Career changing
CUEBOAT said:
I'm not saying your husband is bitching I just don't understand this mid-life crisis career change . . . .
Let me try to explain. I was a career-changer to full-time aviation at age 37. I had loved airplanes and flying since I was a child, and always knew that one day I would learn how to fly. I wasn't ever sure what I wanted to be when I grew up, but an aviation career was out of the question because there were not many viable opportunities when I was 18, and I did not believe my eyesight was good enough. Also, there was no doubt that I would go to college. Although I majored in Accounting, I decided in my second year of college that I would work in broadcasting.

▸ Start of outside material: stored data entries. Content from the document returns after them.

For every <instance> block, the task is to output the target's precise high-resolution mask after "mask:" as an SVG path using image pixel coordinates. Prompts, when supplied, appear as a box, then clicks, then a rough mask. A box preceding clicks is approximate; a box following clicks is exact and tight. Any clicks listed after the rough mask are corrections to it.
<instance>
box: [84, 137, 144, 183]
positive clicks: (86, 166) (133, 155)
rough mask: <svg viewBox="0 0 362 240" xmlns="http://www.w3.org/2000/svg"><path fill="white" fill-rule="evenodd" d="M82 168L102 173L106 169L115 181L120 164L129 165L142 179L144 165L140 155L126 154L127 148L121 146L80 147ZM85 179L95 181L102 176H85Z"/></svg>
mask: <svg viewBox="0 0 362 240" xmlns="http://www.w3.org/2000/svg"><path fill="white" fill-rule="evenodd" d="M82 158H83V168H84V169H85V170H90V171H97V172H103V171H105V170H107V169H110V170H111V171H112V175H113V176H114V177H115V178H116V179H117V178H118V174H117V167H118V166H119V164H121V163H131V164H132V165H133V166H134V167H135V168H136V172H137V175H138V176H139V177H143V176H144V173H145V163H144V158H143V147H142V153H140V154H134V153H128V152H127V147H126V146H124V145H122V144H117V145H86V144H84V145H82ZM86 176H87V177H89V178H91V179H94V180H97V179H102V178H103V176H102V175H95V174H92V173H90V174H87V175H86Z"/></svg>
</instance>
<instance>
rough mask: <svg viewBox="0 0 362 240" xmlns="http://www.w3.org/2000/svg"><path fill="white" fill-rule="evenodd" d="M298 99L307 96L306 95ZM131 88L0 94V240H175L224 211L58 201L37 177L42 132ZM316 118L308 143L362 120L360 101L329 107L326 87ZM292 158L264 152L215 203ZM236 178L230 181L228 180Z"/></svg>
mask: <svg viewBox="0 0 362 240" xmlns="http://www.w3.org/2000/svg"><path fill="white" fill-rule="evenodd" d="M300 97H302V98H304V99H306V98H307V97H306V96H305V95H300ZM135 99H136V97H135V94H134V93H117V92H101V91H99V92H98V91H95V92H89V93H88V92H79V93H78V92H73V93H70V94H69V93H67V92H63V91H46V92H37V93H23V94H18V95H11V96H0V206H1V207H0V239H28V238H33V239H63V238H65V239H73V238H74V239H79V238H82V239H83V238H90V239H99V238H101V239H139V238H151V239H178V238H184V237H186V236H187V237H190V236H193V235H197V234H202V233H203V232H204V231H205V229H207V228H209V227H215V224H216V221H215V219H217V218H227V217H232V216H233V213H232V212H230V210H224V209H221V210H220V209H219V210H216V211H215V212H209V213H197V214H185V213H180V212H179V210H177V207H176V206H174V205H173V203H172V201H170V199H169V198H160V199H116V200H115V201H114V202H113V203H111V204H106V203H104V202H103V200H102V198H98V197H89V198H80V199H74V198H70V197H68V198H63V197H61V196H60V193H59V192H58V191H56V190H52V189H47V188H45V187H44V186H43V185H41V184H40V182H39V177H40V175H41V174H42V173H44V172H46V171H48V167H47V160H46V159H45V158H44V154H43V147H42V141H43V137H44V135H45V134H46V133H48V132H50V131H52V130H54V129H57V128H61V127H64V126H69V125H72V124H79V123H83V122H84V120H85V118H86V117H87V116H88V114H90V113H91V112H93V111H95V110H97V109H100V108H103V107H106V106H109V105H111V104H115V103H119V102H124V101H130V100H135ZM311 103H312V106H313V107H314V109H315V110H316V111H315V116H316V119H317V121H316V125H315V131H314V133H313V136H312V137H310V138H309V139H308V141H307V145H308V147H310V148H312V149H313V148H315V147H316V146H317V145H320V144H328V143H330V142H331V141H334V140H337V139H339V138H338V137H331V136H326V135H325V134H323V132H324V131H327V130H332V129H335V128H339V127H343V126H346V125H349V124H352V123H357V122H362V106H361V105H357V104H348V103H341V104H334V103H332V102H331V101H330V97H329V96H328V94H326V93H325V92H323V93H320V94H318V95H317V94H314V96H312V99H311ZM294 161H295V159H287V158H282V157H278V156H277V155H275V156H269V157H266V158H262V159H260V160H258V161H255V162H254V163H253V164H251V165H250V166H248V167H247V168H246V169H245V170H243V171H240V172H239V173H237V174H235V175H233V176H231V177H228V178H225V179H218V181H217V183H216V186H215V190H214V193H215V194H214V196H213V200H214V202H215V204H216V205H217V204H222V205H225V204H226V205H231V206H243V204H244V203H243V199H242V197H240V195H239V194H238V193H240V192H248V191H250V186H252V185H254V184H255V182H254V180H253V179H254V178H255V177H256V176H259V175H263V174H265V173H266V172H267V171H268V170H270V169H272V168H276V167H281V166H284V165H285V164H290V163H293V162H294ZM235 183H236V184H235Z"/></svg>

Broadcasting, as Timebuilder and Airpiraterob will also tell you, is not the most stable business. (It's something like aviation.) It wasn't until I was 31 before I was making enough money and felt I had enough stability to start flying. So, I did, in 1982. I just wanted to get my Private, but I found that I enjoyed it so much that I went on to get all my single-engine ratings. I got my CFI as a way to put flying on a paying basis.
As my love for flying grew my dislike for radio also grew. I felt I was young enough to start in something else, so, I figured, I should do something I really like. I had two friends who had gone on to the regionals, so, I thought, why can't I? I had a First Class Medical and a SODA for vision, so vision was not the problem I thought it was when I was younger. Kit's "pilot shortage" helped drive my enthusiasm, so I made the decision. I already had my degree and only needed my multi ratings to be ready.
It took me nearly a year to get a full-time job. After my last day in radio I bolted out the station door and did not look back. When I finally went to work as a pilot, I found myself looking forward to going to work for the first time in many years.
And that's why I changed careers.
Unfortunately, it did not go as planned. My goal was the regionals, but my timing was bad. Hiring virtually stopped. No regional wanted me, probably because they thought that I, at 40+, was too old. I was getting nowhere fast. I felt I had to move on to something else. But, not for a minute do I regret changing careers. I would have had more regrets had I not made the decision.
Sometimes, you must do what you must do.
PS-Our law office investigator brought in a CD of "In-A-Gadda-da-Vida" this week. Our new receptionist-paralegal had never heard of the group that recorded it.